D’un geste sûr, Stanislaw Migdal, flotteur des monts Piénines, enfonce sa longue perche dans l’eau pour pousser son radeau, où tiennent 12 touristes, à travers les époustouflantes gorges de Dunajec dans le sud de la Pologne, une tradition vieille de près de deux siècles. Gilet bleu brodé de fleurs multicolores, chapeau noir de montagnard sur la tête, il est fier d’appartenir à l’élite de 500 hommes qui, de père en fils, exercent ce métier. « Pour devenir flotteur ici, il faut être un montagnard des Piénines: il faut être né dans un des cinq villages au bord du Dunajec, y vivre, faire partie d’une famille de flotteurs. Depuis quelque temps, on tolère d’autres candidats venus d’ailleurs mais uniquement à condition qu’ils s’installent et vivent ici », déclare-t-il à l’AFP.
« Et puis, il faut être célibataire de père en fils… », lance-t-il en rigolant. Les gorges du Dunajec, qui forment une frontière naturelle entre la Pologne et la Slovaquie, offrent des paysages à couper le souffle. Pendant des millions d’années, la rivière a creusé son lit à travers les montagnes calcaires recouvertes d’arbres, créant un canyon surprenant. Les parois verticales y tombent tout droit dans l’eau. Certaines atteignent jusqu’à 300 mètres de hauteur. Et vus d’en haut, les radeaux ont la taille d’une fourmi.
L’an dernier, entre avril et octobre, plus de 230.000 touristes du monde entier ont ainsi fait du rafting à l’ancienne dans les gorges du Dunajec. Avant de transporter les touristes, les flotteurs des Piénines ont poussé pendant des siècles des trains de bois en les descendant sur le Dunajec puis la Vistule jusqu’au port de Gdansk sur la Baltique. La légende dit que pour chaque voyage, le flotteur ajoutait un coquillage au ruban qui entourait son chapeau.
Au début du 19e siècle, les flotteurs du Dunajec ont commencé à transporter des touristes pour arrondir leurs fins de mois. D’abord sur des embarcations creusées dans un seul tronc d’arbre puis, quand les arbres suffisamment grands se sont faits rares, sur des radeaux en planches. En 1932, une association de flotteurs est née. A l’origine, c’était un métier dur, car une fois la descente finie, il fallait remonter le radeau à contre-courant en le tirant à force de bras. Aujourd’hui, après la descente, les embarcations sont ramenées en amont par camion.

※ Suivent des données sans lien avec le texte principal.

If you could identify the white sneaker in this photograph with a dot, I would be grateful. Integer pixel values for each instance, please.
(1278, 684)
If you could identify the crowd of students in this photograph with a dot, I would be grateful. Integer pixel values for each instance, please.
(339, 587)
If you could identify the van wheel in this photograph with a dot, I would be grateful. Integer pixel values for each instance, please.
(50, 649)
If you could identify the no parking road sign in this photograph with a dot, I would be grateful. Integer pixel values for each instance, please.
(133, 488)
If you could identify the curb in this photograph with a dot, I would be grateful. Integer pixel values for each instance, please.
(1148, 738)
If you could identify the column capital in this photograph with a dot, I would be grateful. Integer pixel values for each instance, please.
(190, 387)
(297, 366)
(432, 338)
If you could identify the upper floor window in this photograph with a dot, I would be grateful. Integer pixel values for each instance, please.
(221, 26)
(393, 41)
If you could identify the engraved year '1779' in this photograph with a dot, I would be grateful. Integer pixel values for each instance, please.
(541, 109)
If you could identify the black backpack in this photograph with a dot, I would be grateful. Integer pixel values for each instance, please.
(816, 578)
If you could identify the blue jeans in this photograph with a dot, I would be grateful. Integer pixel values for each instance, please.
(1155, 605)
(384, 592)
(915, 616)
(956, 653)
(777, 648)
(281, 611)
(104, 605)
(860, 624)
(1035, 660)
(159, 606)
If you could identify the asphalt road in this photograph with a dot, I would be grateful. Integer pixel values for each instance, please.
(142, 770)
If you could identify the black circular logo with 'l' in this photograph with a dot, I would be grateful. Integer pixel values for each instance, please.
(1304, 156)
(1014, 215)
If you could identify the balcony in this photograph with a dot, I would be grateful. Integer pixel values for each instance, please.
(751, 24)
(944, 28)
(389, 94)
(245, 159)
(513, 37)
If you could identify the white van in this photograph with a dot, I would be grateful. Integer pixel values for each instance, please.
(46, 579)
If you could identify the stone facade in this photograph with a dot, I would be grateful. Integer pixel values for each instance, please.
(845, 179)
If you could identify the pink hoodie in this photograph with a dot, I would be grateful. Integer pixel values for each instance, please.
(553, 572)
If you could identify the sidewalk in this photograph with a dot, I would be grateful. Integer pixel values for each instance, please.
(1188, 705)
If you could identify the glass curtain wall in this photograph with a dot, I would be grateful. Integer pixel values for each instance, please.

La descente dure entre deux et trois heures, selon le niveau d’eau. Par endroits, le courant accélère et le radeau, à la joie des passagers, vogue sur des eaux blanches, traversant des tourbillons. « C’est incroyable. Je n’avais jamais rien vu de tel. Il n’y a pas de paysage comme ça en Irlande, pas à cette échelle », s’extasie Kevin, touriste irlandais de 30 ans.
Pour des raisons de sécurité, les conditions de recrutement des flotteurs sont strictes. « Pour postuler, il faut être un homme, âgé de 18 à 30 ans. Le règlement exclut les femmes. Les trois premières années, on doit se former auprès d’un maître avant de passer les examens, théorique et pratique. Seuls les maîtres peuvent naviguer lorsque le niveau du Dunajec est élevé car sa profondeur varie de quelques centimètres à 18 mètres, ce qui présente de nombreux dangers », explique Stanislaw Migdal, depuis 35 ans dans le métier.
Marek Kolodziej pousse son radeau depuis l’âge de 18 ans. « Mon père l’a fait avant moi, mon grand-père, mon frère le fait avec moi et maintenant c’est aussi mon fils qui le fait », déclare-t-il à l’AFP. « Depuis tout petit, on a rêvé d’être un flotteur, c’était naturel, personne ne pensait qu’on pouvait faire autre chose. » Comme autrefois, la navigation sur le Dunajec n’est pas exempte de dangers, surtout pour les jeunes flotteurs sans expérience.
« Je suis tombé plusieurs fois à l’eau lorsque j’ai commencé. J’étais timonier et ma perche s’était coincée entre des pierres au fond de l’eau. J’étais jeune, inexpérimenté et je ne voulais pas la lâcher », explique Czeslaw Kowalczyk, 56 ans, qui fait voguer son radeau depuis 41 saisons. Mais l’amour des flotteurs pour leur métier et leur région reste intact. « L’idée de quitter le métier ne m’est même pas passée par la tête », affirme Marek Kolodziej.